Texas A&M researchers have discovered that the phorid fly from South America will lay eggs on the fire ants and the maggots which are hatched eat away at the ant's brains, eventually causing their heads to fall off. Someone at the university was willing to underwrite the work to solve a problem. That investment was almost certainly much less than the $1 billion a year that fire ants cost businesses in the state. (See pictures of bug cuisine.)
A recession does not stop advancements in technology. It just makes companies so frightened of risk that they choose not to make the investment in the fire ant projects.
In the last week, the two most successful technology companies in the world, IBM (IBM) and Google (GOOG) have announced major new products. These are developments that will probably help the firms take business away from their competitors. The scope of the products' applications is broad enough that the R&D investment to create them must have been extensive.
IBM released "stream computing" applications that allow businesses to look at and analyze huge amounts of data in real time. Describing the product, IBM said "System S is built for perpetual analytics utilizing a new streaming architecture and breakthrough mathematical algorithms, to create a forward-looking analysis of data from any source narrowing down precisely what people are looking for and continuously refining the answer as additional data is made available." The ability to have access to that kind of information will undoubtedly be valuable to governments, the financial industry, and large multinationals with thousands of retail outlets. The new software is unique and does not appear to have any direct competition.
Google also announced a new set of products. The most important one allows the company's customers to take very large amounts of search data and organize it into spreadsheets. As it released the new tools and several other innovations, Google said they would "open up whole new ways of searching that haven't previously been available." Yahoo! (YHOO) does not have anything to compete with the new technology. Microsoft (MSFT) does not either, despite its unparalleled access to capital and software engineering talent. (See pictures of Bill Gates: The Early Years.)
The shares of Google and IBM have handily outperformed those of all the other large tech companies based in the U.S. such as Hewlett Packard (HPQ), Microsoft (MSFT), Cisco (CSCO), and Oracle (ORCL). Each of the companies is blessed with substantial earnings and technology staffs in the tens of thousands. But, the firms are not all viewed the same, at least by investors who trade tens of millions of their shares each day.
In most ways, IBM and Google are not like one another at all. IBM makes its money selling expensive hardware, client services, and software to companies, most of which are very large, and to governments. Google has millions of customers who pay nothing to use its services. It has millions of advertisers who spend money to reach people who look at search results and most of these marketers are very small. (See pictures of Google Earth.)

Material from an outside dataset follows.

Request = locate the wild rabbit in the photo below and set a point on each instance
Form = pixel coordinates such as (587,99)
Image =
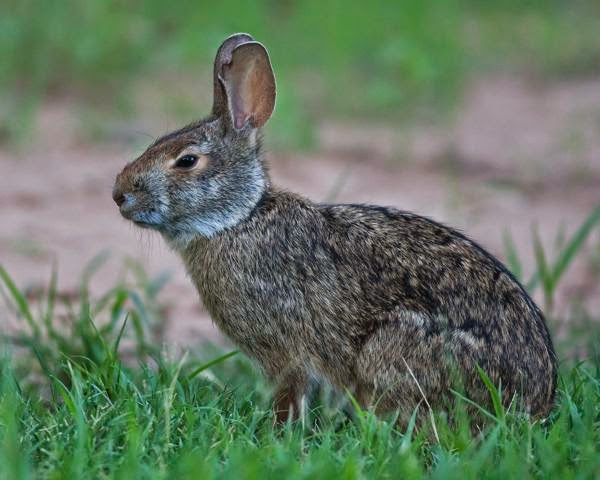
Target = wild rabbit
(384,303)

What the companies do have in common is a willingness to take risks, probably risks with long odds in order to launch new products. These products may be failures, but they are well enough researched and designed that they have a good chance of keeping IBM and Google ahead of the competition even if that does not immediately involve significant new revenue.
The fire ant problem never goes away. Unsolved problems in every industry cost companies money. Sometimes companies do not even know that their problems can be solved. The phorid fly is an obscure species. So is software that can analyze huge amounts of data in real time.